May 7, 2004
The price of oil hit 40 dollars a barrel in New York for the first time in over 13 years on fears of terrorist strikes in the Middle East and US gasoline shortages, traders said.
The price of light sweet crude for delivery in June spiked up to the symbolic 40-dollar threshold briefly just minutes after the opening of trading, but failed to sustain the move.
The last time prices were so high was in October 1990 after Iraqi troops rolled into Kuwait.
The contract later stood at 39.54 dollars, up 17 cents from the previous close.
"It had been creeping up towards 40 dollars for the last three days, and many people made the bet that it would hit 40 before the weekend," said Oppenheimer market analyst Fadel Gheit.
Traders were unwilling to go home for the weekend with insufficient oil contracts.
"They remember what can happen over the weekend. Last weekend, there was a terrorist attack in Saudi Arabia and it pushed up oil prices by almost two dollars in the following two days," Gheit said.
Crude prices were also being infected by a feverish gasoline market, with fuel stocks low ahead of the so-called "summer driving season" in the United States when motorists flock to the roads, analysts said.
In London, the price of a barrel of Brent North Sea crude oil for June delivery headed up towards new 13-year highs, rising 40 cents to 36.93 dollars in late deals.
World oil prices have soared since gunmen attacked a Saudi oil facility at Yanbu port on May 1, killing five staff of the Swiss engineering group ABB and a Saudi national guard.
Saudi Arabia, the world's number one oil exporter, has been hit by a series of terrorist strikes that began a year ago with the bombing of three residential compounds in the capital Riyadh.
The previous weekend, the main Iraqi export terminal in Basra came under attack, stoking concerns about the security of the country's supplies, which have recovered to close to levels seen ahead of last year's war.
The outlook for stability in Iraq had deteriorated since the publication of photographs apparently showing US troops humiliating naked and bound Iraqi prisoners at the Abu Ghraib prison near Baghdad, Gheit said.

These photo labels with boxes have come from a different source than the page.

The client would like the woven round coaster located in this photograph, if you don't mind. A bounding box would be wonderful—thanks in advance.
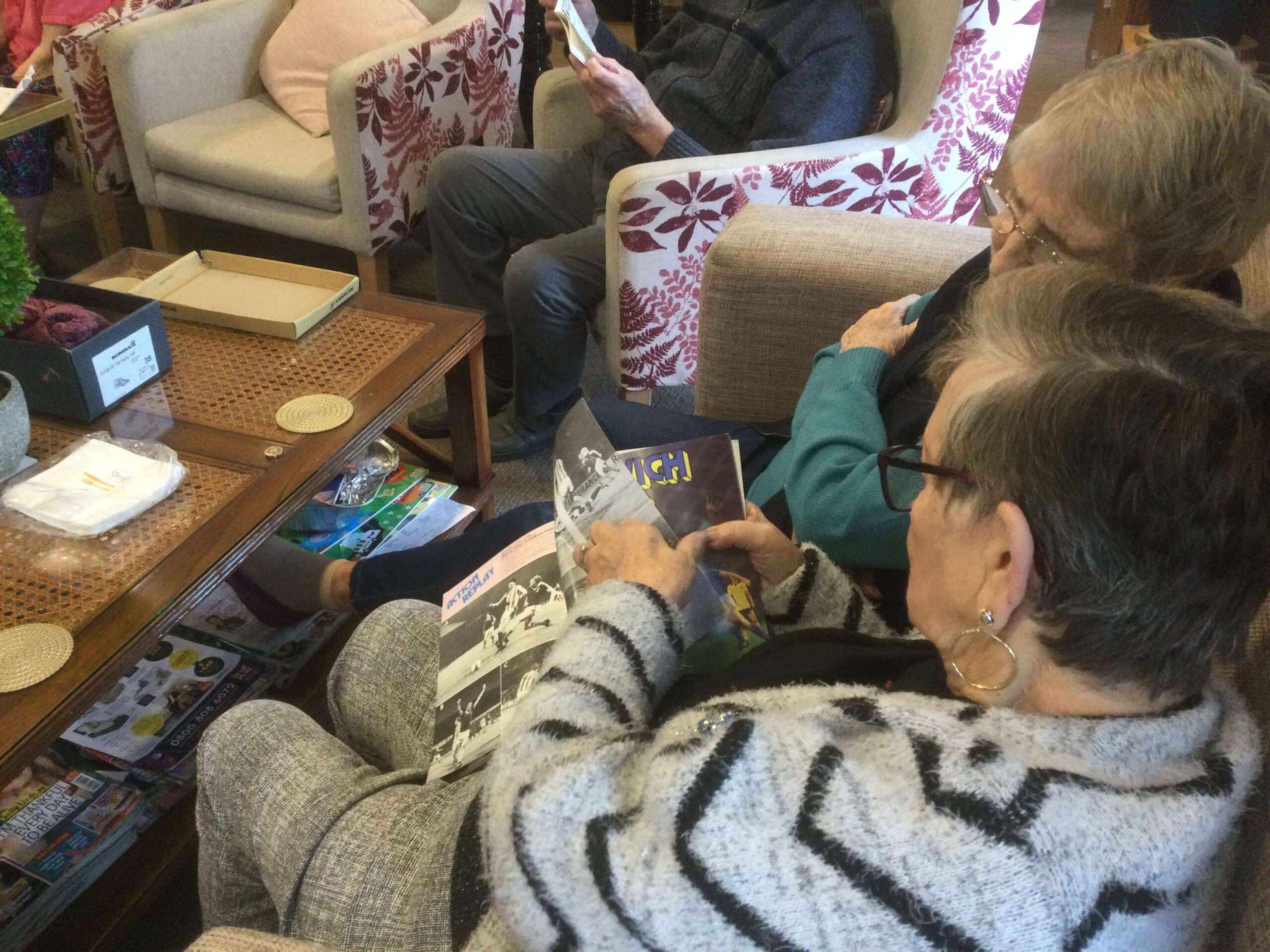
[274,394,353,433]
[0,625,75,693]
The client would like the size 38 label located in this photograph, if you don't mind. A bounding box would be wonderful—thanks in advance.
[93,327,159,406]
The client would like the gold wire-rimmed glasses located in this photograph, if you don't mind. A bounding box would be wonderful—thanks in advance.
[978,173,1067,264]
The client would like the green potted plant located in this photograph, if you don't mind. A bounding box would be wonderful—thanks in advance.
[0,197,36,480]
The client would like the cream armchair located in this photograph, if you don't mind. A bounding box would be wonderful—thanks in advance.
[98,0,523,291]
[533,0,1044,401]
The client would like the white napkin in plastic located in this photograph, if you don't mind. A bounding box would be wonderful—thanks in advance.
[0,439,186,536]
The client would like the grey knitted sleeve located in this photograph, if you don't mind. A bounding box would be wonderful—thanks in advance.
[763,544,908,639]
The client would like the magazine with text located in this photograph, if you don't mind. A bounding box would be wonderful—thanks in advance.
[428,403,766,779]
[0,753,143,950]
[428,526,569,779]
[61,635,276,778]
[617,434,767,674]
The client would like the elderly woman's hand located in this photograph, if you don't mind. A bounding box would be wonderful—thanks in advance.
[680,503,807,592]
[838,295,921,357]
[573,519,705,605]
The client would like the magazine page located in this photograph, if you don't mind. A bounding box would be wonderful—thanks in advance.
[61,635,274,771]
[173,581,348,687]
[0,754,142,948]
[617,434,767,673]
[428,526,569,779]
[278,465,428,552]
[551,400,678,604]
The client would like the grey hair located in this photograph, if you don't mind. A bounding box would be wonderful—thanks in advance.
[930,268,1270,696]
[1009,39,1270,284]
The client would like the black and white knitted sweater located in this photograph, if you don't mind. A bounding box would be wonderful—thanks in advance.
[466,548,1259,952]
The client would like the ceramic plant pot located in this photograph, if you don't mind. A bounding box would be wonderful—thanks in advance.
[0,371,30,480]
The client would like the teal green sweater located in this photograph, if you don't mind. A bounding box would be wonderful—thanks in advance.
[749,291,935,569]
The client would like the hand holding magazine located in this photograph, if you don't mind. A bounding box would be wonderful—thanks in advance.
[429,403,767,779]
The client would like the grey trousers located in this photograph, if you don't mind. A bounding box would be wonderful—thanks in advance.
[197,601,480,952]
[427,146,605,426]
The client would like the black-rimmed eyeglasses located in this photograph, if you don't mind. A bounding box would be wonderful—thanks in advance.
[878,446,974,513]
[878,444,1054,581]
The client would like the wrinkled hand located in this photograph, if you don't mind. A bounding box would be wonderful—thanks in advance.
[569,54,674,157]
[838,295,921,357]
[573,519,705,605]
[680,503,807,592]
[538,0,599,43]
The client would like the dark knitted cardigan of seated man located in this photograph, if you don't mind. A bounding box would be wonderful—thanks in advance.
[594,0,894,195]
[410,0,895,460]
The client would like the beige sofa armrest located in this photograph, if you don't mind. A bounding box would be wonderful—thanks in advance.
[100,0,291,204]
[533,67,605,149]
[696,204,989,421]
[186,928,330,952]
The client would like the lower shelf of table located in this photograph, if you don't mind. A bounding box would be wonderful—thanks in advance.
[28,472,494,952]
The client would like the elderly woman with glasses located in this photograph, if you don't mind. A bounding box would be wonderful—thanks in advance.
[198,268,1270,952]
[228,39,1270,637]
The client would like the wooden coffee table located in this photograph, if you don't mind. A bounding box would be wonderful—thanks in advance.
[0,249,494,950]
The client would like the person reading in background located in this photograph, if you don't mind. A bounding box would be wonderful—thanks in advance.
[234,37,1270,637]
[410,0,895,460]
[0,0,117,261]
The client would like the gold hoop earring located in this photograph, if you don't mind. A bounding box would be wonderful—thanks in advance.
[949,608,1018,691]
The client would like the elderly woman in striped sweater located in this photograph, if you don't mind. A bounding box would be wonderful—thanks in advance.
[198,268,1270,952]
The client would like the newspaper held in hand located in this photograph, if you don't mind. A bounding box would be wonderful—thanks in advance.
[555,0,597,62]
[428,524,569,779]
[0,66,36,113]
[428,403,767,779]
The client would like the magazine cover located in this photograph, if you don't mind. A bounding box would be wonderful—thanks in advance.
[617,434,767,673]
[0,754,142,948]
[278,465,428,552]
[551,400,678,603]
[321,480,458,560]
[61,635,276,772]
[173,581,348,685]
[428,526,569,779]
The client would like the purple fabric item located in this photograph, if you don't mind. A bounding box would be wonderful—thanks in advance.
[7,297,111,351]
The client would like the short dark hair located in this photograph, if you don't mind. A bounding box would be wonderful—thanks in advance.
[931,268,1270,696]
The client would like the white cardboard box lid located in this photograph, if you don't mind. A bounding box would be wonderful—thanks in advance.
[129,251,359,340]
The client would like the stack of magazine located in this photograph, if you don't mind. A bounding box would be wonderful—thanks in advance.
[428,403,767,779]
[61,635,277,783]
[184,466,470,687]
[0,752,149,950]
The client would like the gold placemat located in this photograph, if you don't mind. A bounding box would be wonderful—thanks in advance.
[276,394,353,433]
[0,623,75,693]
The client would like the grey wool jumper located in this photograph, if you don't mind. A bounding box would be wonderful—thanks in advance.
[584,0,894,200]
[467,547,1260,952]
[198,547,1260,952]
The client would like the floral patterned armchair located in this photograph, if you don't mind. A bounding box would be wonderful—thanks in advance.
[533,0,1045,400]
[79,0,524,291]
[54,0,216,251]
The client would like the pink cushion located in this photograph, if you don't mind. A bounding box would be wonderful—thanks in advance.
[260,0,429,137]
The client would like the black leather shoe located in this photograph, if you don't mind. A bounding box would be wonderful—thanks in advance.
[489,406,560,463]
[408,377,512,439]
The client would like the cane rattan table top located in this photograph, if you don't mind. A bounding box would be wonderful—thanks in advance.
[0,249,493,786]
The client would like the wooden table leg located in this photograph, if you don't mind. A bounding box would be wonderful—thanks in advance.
[519,0,554,147]
[446,344,494,519]
[66,116,123,258]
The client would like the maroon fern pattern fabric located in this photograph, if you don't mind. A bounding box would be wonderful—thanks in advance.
[606,0,1045,390]
[357,0,524,252]
[54,0,202,193]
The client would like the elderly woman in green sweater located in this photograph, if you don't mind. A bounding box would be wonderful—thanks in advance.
[197,269,1270,952]
[234,39,1270,635]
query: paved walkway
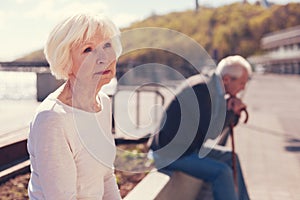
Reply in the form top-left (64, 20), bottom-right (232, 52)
top-left (235, 74), bottom-right (300, 200)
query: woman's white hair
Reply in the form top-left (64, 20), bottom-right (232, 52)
top-left (216, 55), bottom-right (252, 78)
top-left (44, 13), bottom-right (122, 79)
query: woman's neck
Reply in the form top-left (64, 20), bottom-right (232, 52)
top-left (57, 80), bottom-right (101, 112)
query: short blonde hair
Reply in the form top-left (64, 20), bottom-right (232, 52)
top-left (216, 55), bottom-right (252, 78)
top-left (44, 13), bottom-right (122, 79)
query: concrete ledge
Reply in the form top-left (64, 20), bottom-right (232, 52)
top-left (124, 170), bottom-right (213, 200)
top-left (124, 169), bottom-right (170, 200)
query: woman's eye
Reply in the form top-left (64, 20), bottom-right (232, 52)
top-left (83, 47), bottom-right (92, 53)
top-left (104, 42), bottom-right (111, 48)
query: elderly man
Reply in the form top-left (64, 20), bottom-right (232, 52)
top-left (151, 55), bottom-right (252, 200)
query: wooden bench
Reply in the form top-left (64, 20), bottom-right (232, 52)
top-left (124, 128), bottom-right (229, 200)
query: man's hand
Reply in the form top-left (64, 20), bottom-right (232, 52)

"The terrorists have a waiting line for volunteers," he said.
"It is really backfiring big time on us."
Economists warned that surging oil prices were darkening an otherwise optimistic outlook for the US engine of global economic growth.
"The high energy prices we're seeing today are unwelcome and they're unhelpful," US Treasury Secretary John Snow said.
"We've leaned strongly against any actions on the part of OPEC to restrict supply, to reduce output, to reduce the quotas," he told CNBC television.
However, OPEC president Purnomo Yusgiantoro of Indonesia said earlier this week members of the cartel were exceeding their production ceiling by 1.5 million barrels a day.
He blamed the surge in prices on the recent terrorist attack in Saudi Arabia, turmoil in Iraq and a oil workers' strike in Nigeria.
"In the real world, OPEC (members) are under no pressure to intervene," said GNI-Man Financial trader Keith Pascall in London.
"They keep saying there is enough oil supply on the market, so there is no concern on their part."
OPEC agreed in March to cut daily output quotas by one million barrels to 23.5 million from April 1.
The grouping's next scheduled meeting will be on June 3 in Beirut, though at least some ministers will have a chance to discuss the market in Amsterdam on May 21 on the sidelines of an energy conference.